Yogyakarta, CNN Indonesia —
SMP Yayasan Pendidikan (YP) Sanden di Murtigading, Sanden, Bantul, DIY hanya mendapat satu orang siswa baru pada tahun ajaran 2024/2025.
“Tahun ini satu anak,” kata Kepala Sekolah SMP YP Sanden, Krisna Agam Prasetya, Senin (15/7).
Bahkan, kata Krisna, satu siswa ini baru mendaftar ke sekolahnya pagi tadi. “Yang daftar pagi ini, kita kan enggak ada persiapan,” sambungnya.
Karena hanya ada satu siswa baru ini pula, kegiatan masa pengenalan lingkungan sekolah (MPLS) di sekolah tersebut diundur menjadi Selasa (16/7) besok, digabung dengan siswa kelas VIII dan IX.
“(Siswa) enggak saya suruh masuk, guru-gurunya saya suruh gotong royong aja, bersih-bersih besok baru masuk,” imbuhnya.
SMP YP Sanden Sebelumnya tidak asing dengan kondisi ini. Pasalnya, menurut Krisna, penerimaan peserta didik baru (PPDB) tahun kemarin sekolahnya Bahkan cuma menerima satu siswa saja.
“Kelas XI (Hari Ini) lima siswa, kelas VIII satu siswa dan kelas VII calonnya satu siswa, total tujuh siswa,” ucap Krisna.
Krisna menyebut menurunnya jumlah siswa di SMP YP 2 Sanden akibat sistem zonasi yang kuotanya mencapai 55 persen, sehingga berimbas pada pengurangan pendaftar di sekolah swasta.
Kenyataannya, beberapa waktu lalu sekolahnya sempat dijanjikan sekitar 20 siswa dengan nilai minim. Bertolak belakang dengan demikian, saat jalur zonasi dibuka siswa-siswa tersebut Akhirnya justru diterima bersekolah di SMP negeri.
“Warga sekitar malah ke negeri semua sekolahnya karena zonasi,” bebernya.
Sekalipun tetap berkomitmen melaksanakan kegiatan belajar mengajar (KBM) tanpa memandang jumlah siswa, sekolah Pada saat ini dihantui persoalan operasional sekolah imbas minimnya nominal dana Bantuan Operasional Siswa (BOS).
Krisna menekankan, bagaimanapun besaran dana BOS ini bergantung dari seberapa banyak peserta didik. Bila pencairan dana BOS sampai molor, sekolahnya terpaksa menunda pembayaran gaji para guru.

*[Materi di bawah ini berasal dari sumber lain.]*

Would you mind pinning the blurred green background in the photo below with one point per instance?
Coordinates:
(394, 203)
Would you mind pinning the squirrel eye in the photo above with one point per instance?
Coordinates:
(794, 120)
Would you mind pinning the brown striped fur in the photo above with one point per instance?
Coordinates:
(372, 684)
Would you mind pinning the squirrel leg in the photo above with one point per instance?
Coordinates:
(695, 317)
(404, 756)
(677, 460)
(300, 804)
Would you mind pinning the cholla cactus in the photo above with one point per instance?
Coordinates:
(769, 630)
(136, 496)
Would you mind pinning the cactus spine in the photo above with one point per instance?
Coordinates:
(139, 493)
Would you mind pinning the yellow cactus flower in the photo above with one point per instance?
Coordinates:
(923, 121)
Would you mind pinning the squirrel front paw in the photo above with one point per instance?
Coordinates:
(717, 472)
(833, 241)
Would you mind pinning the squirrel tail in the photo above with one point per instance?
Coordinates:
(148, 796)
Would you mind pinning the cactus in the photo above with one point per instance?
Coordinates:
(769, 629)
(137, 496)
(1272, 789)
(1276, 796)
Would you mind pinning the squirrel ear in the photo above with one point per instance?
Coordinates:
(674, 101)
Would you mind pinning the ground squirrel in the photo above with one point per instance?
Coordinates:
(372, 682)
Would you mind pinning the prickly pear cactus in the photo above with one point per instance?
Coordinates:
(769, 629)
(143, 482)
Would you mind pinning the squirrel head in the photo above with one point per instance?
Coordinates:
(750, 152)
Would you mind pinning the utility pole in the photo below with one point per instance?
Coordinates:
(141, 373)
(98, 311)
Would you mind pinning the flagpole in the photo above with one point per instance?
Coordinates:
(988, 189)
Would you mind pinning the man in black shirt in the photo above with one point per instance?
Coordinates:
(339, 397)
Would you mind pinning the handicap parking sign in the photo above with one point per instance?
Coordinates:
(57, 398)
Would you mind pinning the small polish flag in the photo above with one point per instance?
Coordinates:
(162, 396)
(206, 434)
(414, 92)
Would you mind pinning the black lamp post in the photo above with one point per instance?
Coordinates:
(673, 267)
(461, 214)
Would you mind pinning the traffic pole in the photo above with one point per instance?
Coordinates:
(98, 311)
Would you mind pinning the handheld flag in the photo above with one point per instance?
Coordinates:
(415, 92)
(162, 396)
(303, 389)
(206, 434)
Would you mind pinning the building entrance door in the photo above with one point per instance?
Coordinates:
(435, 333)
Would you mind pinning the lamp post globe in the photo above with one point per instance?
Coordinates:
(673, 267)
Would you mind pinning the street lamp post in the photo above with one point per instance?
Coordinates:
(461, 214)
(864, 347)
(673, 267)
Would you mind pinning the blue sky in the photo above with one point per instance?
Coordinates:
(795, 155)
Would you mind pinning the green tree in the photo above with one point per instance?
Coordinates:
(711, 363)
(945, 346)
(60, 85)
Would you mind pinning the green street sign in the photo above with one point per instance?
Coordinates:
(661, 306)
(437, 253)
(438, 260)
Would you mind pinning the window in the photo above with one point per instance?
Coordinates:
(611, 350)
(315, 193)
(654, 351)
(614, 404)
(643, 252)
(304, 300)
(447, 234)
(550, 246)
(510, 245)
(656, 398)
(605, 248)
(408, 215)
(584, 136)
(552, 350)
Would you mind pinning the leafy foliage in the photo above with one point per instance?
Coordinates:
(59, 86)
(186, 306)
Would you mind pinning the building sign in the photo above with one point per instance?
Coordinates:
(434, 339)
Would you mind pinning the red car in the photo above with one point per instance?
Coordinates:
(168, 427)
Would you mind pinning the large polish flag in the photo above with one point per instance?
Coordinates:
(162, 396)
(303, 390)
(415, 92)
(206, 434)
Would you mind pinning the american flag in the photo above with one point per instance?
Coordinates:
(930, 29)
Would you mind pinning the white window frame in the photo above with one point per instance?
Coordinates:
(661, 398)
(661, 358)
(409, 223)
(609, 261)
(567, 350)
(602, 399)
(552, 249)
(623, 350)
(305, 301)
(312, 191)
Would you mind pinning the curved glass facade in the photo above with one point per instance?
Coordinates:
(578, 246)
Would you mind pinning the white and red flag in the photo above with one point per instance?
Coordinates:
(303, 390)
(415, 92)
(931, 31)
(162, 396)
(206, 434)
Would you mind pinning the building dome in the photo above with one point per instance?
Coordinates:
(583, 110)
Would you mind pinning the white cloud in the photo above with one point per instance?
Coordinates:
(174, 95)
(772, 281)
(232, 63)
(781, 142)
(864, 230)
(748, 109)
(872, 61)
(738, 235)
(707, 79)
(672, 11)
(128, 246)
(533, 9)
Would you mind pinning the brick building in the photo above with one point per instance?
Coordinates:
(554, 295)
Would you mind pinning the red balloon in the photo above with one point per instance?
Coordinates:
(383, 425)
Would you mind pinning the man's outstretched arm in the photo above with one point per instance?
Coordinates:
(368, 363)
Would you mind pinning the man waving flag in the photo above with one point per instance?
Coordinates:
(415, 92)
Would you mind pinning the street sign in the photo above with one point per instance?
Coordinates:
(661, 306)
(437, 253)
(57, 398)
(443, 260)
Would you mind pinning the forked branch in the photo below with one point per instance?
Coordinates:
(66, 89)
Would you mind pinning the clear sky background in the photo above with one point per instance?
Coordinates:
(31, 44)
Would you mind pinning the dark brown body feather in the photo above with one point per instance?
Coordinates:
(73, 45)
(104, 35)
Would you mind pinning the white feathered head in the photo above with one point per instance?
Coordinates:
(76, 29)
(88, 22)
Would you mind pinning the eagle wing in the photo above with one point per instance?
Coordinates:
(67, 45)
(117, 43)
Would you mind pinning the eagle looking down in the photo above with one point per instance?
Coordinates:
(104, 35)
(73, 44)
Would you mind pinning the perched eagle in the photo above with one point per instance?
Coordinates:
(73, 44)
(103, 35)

Sepenuturannya, selama ini pendanaan kadang kala disokong dari sumbangan masyarakat atau alumni. Apalagi, SMP YP 2 Sanden memiliki aset berupa gedung yang disewakan untuk satuan pendidikan lain.
“Siswa di sekolah ini tidak bayar SPP bulanan hanya bayar uang ujian itu pun pas kelas IX,” bebernya.
Krisna berujar, sekolahnya tak tinggal diam semenjak melihat tanda-tanda kekurangan siswa sejak beberapa tahun lalu. Caranya, sosialisasi ke Sebanyaknya SD, bahkan bersedia menerima siswa dengan nilai di bawah rata-rata.
Tapi, apa daya karena Trik-Trik itu belum mampu ‘menyelamatkan’ sekolah dari imbas zonasi. Padahal, sebelum sistem itu diberlakukan, cukup banyak peserta didik baru di sekolahnya.
“Hari Ini kan zonasi (jalurnya) macam-macam. Ya Hari Ini baru satu anak, kalau enggak ada yang daftar ya enggak nambah. Pendaftaran kami buka seumur hidup,” ujarnya.